I cibi, i sapori, restano impressi indelebilmente nell’animo, come le polpette al sugo, mangiate a New York, in casa dei genitori di Martin Scorsese. Lui, come i suoi genitori non sono nati in Sicilia, ma andavano a comprare il pane a New York da una fornaia proveniente da Polizzi Generosa vicino a Palermo, che nemmeno lei era mai stata al suo paese di origine. “Ma il sapore di quel pane, come quella neolingua mezza siciliana e mezza americana che scambiavano per italiano, era ancora una patria, il racconto di un’identità.”
Per Scianna, oggi siamo tutti un po’ emigranti dentro, ed è per questo che la cucina diventa la primordiale lingua che ci lega alla nostra terra. La Sicilia è la grande protagonista di questi brevi racconti, ma non solo. C’è la cucina di Paul Bocuse, a Lione, lo spuntino di Ferran Adrià, L’anatra di Parigi, El molino de chocolate, ci sono le saline della Bolivia e i pesci dal volto umano. Non mancano le riflessioni sugli scandali alimentari del nostro secolo, La distruzione delle arance, lo scafazzo, sovrapproduzioni di frutta condotte in discarica per calmierare il mercato e non fare crollare i prezzi, pere e arance ammucchiate, irrorate di sostanze per renderle inconsumabili e poi schiacciate da ruspe che ne completano l’uccisione; non mancano le domande nel racconto sui macelli industriali, dopo averne visitato uno in Argentina, dichiara di essere diventato vegetariano per venti giorni.
Ti mangio con gli occhi è anche un libro di viaggi, di gusti della memoria che si ritrovano e ci fanno sentire un po’ di casa in ogni dove. E’ soprattutto il cibo di strada, che secondo Scianna, “è la lingua popolare vera, che, mentre definisce l’identità di un paese, getta un efficacissimo ponte di comunicazione con ogni visitatore straniero. Una lingua che si comprende al volo, senza bisogno di traduzione”.
L’ultimo racconto appare come una confessione: “Non c’è niente che mi rassereni come cucinare.
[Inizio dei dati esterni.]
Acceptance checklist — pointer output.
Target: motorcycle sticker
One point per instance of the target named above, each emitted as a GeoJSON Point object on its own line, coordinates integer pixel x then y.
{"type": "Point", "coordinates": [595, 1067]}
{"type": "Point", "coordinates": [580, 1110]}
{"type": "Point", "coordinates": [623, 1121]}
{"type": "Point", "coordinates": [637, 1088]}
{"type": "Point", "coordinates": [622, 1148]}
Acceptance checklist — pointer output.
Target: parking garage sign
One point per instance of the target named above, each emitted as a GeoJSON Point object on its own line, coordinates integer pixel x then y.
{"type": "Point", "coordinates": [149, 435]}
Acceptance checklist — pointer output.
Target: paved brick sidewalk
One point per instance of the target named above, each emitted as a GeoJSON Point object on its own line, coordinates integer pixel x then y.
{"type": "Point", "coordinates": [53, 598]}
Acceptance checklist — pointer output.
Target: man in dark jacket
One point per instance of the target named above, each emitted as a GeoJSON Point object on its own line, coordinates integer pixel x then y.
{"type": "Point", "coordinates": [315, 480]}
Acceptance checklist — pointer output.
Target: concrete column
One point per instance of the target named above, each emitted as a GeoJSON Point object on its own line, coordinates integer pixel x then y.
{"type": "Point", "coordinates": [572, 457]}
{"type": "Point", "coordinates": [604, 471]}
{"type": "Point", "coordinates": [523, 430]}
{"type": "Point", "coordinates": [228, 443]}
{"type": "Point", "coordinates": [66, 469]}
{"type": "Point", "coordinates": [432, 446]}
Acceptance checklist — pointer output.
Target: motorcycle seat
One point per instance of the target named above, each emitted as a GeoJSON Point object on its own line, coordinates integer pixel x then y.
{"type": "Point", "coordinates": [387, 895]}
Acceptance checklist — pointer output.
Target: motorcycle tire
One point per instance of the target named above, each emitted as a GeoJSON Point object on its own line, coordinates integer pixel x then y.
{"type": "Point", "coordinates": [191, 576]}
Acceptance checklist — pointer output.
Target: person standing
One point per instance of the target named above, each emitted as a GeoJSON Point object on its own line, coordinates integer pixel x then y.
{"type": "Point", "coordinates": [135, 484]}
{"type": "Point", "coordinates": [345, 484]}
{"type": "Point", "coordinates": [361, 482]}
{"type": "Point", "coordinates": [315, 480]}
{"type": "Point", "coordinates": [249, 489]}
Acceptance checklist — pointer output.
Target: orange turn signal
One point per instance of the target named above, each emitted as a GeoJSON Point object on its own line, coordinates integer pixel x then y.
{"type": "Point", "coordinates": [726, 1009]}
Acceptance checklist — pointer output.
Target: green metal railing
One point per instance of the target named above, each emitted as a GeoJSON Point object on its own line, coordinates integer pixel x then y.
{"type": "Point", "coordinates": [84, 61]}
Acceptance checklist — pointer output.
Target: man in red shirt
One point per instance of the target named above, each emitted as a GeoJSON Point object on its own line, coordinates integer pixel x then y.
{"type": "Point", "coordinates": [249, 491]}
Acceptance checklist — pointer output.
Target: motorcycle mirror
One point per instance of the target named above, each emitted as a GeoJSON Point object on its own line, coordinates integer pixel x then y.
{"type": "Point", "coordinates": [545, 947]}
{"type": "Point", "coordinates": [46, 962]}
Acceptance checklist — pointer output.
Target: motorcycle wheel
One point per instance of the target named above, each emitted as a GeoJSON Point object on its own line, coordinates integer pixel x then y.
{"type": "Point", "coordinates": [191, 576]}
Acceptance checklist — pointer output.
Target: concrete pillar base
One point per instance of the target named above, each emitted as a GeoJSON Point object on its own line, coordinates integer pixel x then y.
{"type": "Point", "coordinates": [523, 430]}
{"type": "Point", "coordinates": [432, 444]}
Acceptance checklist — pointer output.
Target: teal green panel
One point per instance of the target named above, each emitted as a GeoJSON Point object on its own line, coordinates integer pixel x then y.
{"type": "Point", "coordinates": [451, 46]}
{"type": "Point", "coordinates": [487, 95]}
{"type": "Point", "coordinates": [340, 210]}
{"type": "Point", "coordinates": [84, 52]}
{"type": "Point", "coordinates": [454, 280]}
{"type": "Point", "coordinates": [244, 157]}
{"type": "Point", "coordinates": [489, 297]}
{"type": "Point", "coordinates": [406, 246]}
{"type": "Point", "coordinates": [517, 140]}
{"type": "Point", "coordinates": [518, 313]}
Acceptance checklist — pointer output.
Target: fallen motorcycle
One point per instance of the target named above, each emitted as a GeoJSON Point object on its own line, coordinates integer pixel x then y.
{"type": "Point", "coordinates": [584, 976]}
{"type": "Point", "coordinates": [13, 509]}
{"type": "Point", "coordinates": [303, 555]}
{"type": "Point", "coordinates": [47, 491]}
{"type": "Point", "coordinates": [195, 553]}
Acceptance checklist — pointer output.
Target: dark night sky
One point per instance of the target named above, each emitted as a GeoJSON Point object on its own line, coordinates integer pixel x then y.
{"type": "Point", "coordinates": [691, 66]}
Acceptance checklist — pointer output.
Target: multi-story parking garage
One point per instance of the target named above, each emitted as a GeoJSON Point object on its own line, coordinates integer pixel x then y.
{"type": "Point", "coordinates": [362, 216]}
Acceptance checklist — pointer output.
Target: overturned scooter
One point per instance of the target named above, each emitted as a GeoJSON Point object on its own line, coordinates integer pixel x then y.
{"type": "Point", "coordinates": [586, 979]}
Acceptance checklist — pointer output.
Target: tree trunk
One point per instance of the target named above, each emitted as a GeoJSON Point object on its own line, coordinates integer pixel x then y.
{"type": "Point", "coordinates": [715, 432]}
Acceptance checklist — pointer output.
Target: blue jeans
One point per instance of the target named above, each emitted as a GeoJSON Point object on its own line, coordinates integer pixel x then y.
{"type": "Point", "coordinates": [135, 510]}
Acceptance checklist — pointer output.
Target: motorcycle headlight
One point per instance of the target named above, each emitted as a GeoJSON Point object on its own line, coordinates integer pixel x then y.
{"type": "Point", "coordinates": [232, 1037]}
Per me è quasi come ascoltare musica: mette in moto razionalità ed estetica. E’ regola codificata, da rispettare con grande scrupolo artigianale, e nello stesso tempo possibilità di sperimentazione.”
Spesso si sente usare l’espressione, “Parla come mangi”… dopo aver letto questo intenso libro, potrei dire che Ferdinando Scianna, non solo parla come mangia, esprimendosi in una scrittura piacevole e intrigante, ma, soprattutto, guarda come mangia. Gli scatti si accompagnano perfettamente ai racconti come il sucu o l’astratto di pomodoro alla pasta, niente è fuori posto, il libro scivola veloce fra sensazioni e ricordi, fra profumi caldi e dolciastri, fra sapori pungenti e avvolgenti.